Il était là. Il était revenu.

Lorsque je suis rentrée chez moi, je me suis déshabillée en jetant au fond d'un placard tous mes vêtements épais et sombres, et en fouillant longtemps derrière les pulls à col roulé et les chaussettes de laine, j'ai fini par retrouver une petite robe légère oubliée lorsqu'il était parti il y a quelques mois. Je me suis glissée dans le tissu fleuri et je me suis mise à parader dans les rues en me promenant à ses côtés. A parader rien que pour lui plaire. Pour lui montrer combien à moi il me plaisait.

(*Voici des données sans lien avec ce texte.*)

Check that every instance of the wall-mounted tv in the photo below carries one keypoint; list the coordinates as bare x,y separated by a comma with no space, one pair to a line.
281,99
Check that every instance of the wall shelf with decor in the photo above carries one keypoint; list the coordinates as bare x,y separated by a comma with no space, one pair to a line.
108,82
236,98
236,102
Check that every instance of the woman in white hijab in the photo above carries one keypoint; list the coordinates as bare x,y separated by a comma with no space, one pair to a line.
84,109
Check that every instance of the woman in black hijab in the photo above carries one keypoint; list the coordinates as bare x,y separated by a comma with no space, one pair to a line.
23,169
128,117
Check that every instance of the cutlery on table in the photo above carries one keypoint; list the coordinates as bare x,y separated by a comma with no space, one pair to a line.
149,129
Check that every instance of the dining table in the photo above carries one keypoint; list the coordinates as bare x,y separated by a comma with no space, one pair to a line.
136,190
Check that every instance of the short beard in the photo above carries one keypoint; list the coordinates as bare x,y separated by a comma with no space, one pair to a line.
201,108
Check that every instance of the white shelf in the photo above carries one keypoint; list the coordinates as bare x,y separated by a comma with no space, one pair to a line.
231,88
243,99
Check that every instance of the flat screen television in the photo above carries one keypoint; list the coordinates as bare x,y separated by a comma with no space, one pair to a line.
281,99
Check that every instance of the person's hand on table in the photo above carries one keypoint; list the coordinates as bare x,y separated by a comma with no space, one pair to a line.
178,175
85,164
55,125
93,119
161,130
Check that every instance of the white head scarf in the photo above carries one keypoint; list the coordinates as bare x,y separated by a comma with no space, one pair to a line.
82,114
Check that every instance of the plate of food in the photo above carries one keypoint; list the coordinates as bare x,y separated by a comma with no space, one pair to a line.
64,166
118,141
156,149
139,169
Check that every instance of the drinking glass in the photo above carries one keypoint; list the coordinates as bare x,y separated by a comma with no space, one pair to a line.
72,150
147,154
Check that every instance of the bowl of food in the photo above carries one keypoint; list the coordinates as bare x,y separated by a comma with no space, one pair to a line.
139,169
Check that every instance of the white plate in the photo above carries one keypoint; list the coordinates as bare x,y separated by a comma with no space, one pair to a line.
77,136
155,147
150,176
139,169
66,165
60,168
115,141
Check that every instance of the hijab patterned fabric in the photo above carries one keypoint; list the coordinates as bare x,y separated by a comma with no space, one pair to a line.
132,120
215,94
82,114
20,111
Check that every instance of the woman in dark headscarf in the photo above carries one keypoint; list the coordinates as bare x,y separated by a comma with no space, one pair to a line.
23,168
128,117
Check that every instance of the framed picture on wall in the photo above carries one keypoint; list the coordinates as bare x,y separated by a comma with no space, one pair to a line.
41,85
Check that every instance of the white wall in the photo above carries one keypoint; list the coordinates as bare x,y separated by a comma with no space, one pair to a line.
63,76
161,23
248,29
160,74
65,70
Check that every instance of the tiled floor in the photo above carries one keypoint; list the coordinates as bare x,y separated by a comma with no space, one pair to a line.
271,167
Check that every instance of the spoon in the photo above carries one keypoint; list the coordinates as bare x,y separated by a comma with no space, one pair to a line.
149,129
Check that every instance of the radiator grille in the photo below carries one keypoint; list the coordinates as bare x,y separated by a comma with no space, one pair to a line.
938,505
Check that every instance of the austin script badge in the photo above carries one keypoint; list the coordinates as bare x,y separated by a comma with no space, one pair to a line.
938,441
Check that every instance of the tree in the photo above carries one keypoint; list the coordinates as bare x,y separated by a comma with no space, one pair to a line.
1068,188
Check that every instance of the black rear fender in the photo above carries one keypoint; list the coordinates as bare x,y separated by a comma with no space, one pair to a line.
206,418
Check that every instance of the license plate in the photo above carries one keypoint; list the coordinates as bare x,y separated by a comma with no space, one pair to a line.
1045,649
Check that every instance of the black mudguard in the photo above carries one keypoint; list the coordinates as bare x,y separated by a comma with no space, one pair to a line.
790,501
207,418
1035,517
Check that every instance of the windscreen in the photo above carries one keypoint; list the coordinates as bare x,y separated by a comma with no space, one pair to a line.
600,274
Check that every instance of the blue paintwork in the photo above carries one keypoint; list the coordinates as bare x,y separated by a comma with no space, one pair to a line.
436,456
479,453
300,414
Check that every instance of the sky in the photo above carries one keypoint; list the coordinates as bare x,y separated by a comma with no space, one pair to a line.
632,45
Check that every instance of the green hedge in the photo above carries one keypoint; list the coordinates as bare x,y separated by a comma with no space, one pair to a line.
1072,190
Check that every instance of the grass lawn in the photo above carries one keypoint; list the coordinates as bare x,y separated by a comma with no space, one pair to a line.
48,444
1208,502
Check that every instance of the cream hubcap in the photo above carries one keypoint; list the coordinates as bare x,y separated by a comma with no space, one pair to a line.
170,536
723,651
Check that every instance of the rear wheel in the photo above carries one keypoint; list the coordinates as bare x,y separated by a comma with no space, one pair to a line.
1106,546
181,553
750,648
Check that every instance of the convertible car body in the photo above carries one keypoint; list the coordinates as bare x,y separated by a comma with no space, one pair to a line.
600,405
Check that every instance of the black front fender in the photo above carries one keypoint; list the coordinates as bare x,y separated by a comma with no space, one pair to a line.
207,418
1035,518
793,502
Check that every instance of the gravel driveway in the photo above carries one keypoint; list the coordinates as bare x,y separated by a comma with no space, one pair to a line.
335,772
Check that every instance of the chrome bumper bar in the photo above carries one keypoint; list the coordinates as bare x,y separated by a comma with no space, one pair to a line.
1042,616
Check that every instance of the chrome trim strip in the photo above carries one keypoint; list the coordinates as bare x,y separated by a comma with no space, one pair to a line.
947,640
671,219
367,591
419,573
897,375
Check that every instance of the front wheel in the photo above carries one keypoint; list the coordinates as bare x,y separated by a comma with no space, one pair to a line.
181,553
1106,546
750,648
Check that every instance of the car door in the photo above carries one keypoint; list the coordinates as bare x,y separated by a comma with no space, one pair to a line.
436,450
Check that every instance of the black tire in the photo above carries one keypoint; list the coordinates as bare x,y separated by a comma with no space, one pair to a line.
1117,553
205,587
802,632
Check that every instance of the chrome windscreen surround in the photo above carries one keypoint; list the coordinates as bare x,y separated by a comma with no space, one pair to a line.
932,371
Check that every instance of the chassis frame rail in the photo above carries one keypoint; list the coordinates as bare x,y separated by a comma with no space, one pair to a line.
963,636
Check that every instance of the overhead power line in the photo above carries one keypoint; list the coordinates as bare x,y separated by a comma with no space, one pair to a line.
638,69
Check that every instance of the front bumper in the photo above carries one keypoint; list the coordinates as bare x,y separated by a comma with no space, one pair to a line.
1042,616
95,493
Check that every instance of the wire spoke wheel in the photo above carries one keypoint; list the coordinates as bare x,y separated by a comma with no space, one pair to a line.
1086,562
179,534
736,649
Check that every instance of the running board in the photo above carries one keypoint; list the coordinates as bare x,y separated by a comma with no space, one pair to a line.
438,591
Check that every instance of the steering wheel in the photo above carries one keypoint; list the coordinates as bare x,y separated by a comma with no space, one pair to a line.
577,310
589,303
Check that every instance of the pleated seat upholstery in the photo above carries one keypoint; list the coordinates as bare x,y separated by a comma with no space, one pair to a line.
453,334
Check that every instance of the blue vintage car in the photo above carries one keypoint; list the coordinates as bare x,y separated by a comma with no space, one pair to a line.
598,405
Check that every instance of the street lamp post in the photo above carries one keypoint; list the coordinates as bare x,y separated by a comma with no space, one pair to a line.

A l'heure où j'écris, il est déjà parti. Mais je sais que son départ n'est pas définitif cette fois-ci et que son absence ne durera maintenant que le temps d'une nuit. Il reviendra dans quelques heures. Il se lèvera tôt et apportera avec lui l'aurore. Et il viendra tendrement me réveiller en se glissant à travers la fenêtre.

Il est là. Il est revenu... Le soleil est de retour.

Eva.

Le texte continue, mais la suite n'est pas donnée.